I “miti”, i “costrutti sociali” e le “realtà immaginate” non sono inganni malevoli, menzogne o bugie: sono finzioni. La “realtà immaginata” è qualcosa in cui tutti credono e che esercita un’influenza nel mondo. Le Nazioni Unite, i diritti umani, il denaro sono solo realtà immaginate, invenzioni della nostra fertile immaginazione; esistono solo nelle storie che noi umani ci raccontiamo a vicenda: «Nell’universo non esistono dèi, non esistono nazioni né denaro né diritti umani né leggi, e non esiste alcuna giustizia che non sia nell’immaginazione comune degli esseri umani» (p. 41). Per Harari il potere dei Sapiens sta proprio nella capacità «raccontare storie e di convincere gli altri a crederci» (p. 44). Le argomentazioni di Harari si poggiano in gran parte sull’assunzione che esista una netta distinzione, nella storia culturale di Sapiens e nei fenomeni che egli conosce, fra oggettivo, soggettivo e intersoggettivo:

 

Un fenomeno oggettivo esiste indipendentemente dalla consapevolezza umana e dalle credenze umane. […] Il fenomeno soggettivo è invece qualcosa la cui esistenza dipende dalla coscienza e dalle credenze di un individuo. […] Il fenomeno intersoggettivo esiste all’interno di una rete di comunicazione che collega la coscienza soggettiva di molti individui.[8]

 

Tra i fenomeni intersoggettivi, Harari introduce l’ordine immaginario costituito. È una idea molto importante per la sua interpretazione del cammino dei Sapiens dalla Rivoluzione cognitiva in avanti. «Mentre l’evoluzione umana procedeva, come di consueto, a passo di lumaca, l’immaginazione umana stava erigendo sbalorditive reti di cooperazione di massa, quali non si erano mai viste sulla faccia della Terra» (p. 137). Reti che si basano su un comune credo in miti condivisi: l’ordine immaginario costituito. La storia dei Sapiens può essere allora descritta come un passaggio da un ordine immaginario costituito a un altro. Trattandosi di un fenomeno intersoggettivo, non è facile poter passare da un ordine all’altro. Per cambiare un ordine immaginario costituito vigente, prima è necessario credere in un ordine immaginario alternativo e questo comporta un mutamento nella coscienza di miliardi di individui.

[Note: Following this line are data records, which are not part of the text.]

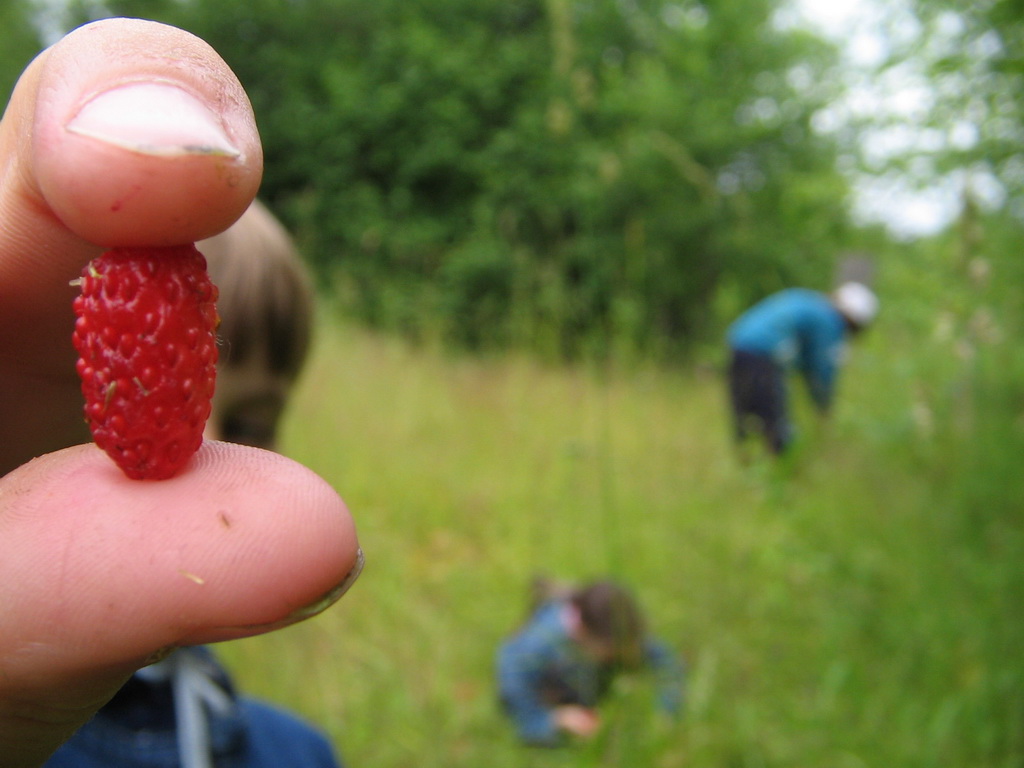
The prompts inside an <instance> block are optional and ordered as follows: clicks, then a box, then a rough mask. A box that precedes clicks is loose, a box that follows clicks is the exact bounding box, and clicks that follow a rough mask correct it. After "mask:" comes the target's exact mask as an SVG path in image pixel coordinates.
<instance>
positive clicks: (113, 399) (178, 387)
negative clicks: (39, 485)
mask: <svg viewBox="0 0 1024 768" xmlns="http://www.w3.org/2000/svg"><path fill="white" fill-rule="evenodd" d="M80 283H81V287H82V293H81V295H80V296H78V297H77V298H76V299H75V313H76V314H77V315H78V319H77V322H76V324H75V334H74V339H73V340H74V343H75V348H76V349H77V350H78V353H79V355H80V356H79V360H78V375H79V376H80V377H81V378H82V393H83V394H84V395H85V417H86V421H87V422H88V423H89V428H90V429H91V430H92V437H93V439H94V440H95V441H96V444H97V445H99V447H101V449H102V450H103V451H105V452H106V453H108V454H109V455H110V456H111V458H112V459H114V461H115V462H117V464H118V466H120V467H121V469H123V470H124V472H125V474H126V475H128V476H129V477H131V478H134V479H154V480H160V479H165V478H167V477H171V476H173V475H174V474H176V473H177V472H178V470H180V469H181V468H182V467H183V466H184V465H185V464H186V463H187V462H188V460H189V459H190V458H191V455H193V454H195V453H196V452H197V451H198V450H199V446H200V444H201V443H202V442H203V428H204V427H205V426H206V420H207V419H208V418H209V416H210V400H211V398H212V397H213V386H214V379H215V376H216V362H217V346H216V338H215V336H214V332H215V330H216V327H217V322H218V317H217V309H216V306H215V304H214V302H215V301H216V300H217V288H216V286H214V285H213V284H212V283H211V282H210V278H209V275H208V274H207V271H206V259H205V258H204V257H203V254H201V253H200V252H199V251H197V250H196V248H195V246H191V245H187V246H177V247H173V248H115V249H113V250H111V251H106V252H105V253H103V254H102V255H101V256H98V257H97V258H95V259H93V260H92V261H91V262H90V263H89V264H88V265H87V266H86V267H85V269H84V270H83V271H82V280H81V281H80Z"/></svg>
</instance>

Che cosa porta enormi masse di individui a credere a un ordine immaginario costituito? «Bisogna dire sempre che l’ordine in base al quale si regge la società è una realtà oggettiva creata dai grandi dèi o dalle leggi di natura. […] Occorre poi una sistematica educazione delle persone. Fin da quando nascono, verranno costantemente indottrinate con i principi dell’ordine costituito immaginario» (p. 148). Esso è intessuto nella realtà concreta, è incastonato nel mondo materiale e modella i desideri fin dalla nascita. Per cambiarlo occorre convincere milioni di estranei a cooperare perché non sta solo nella testa di un individuo ma nell’immaginazione di milioni di persone. D’altra parte, corre sempre il pericolo di collassare perché si fonda su miti che possono svanire facilmente. Per salvaguardarlo richiede continui sforzi e non può essere mantenuto nel lungo periodo solo con la violenza. È necessario che ci si creda davvero. Un “ordine costituito immaginario” può reggersi soltanto se ampi strati della popolazione – e in particolare dell’élite e delle forze di sicurezza – credono veramente in esso: «Il cristianesimo non esisterebbe da 2000 anni se la maggioranza dei vescovi e dei preti non avesse creduto in Cristo. […] Il sistema economico moderno non resisterebbe un solo giorno se la maggioranza degli investitori e dei banchieri non credesse nel capitalismo» (ibidem, 148).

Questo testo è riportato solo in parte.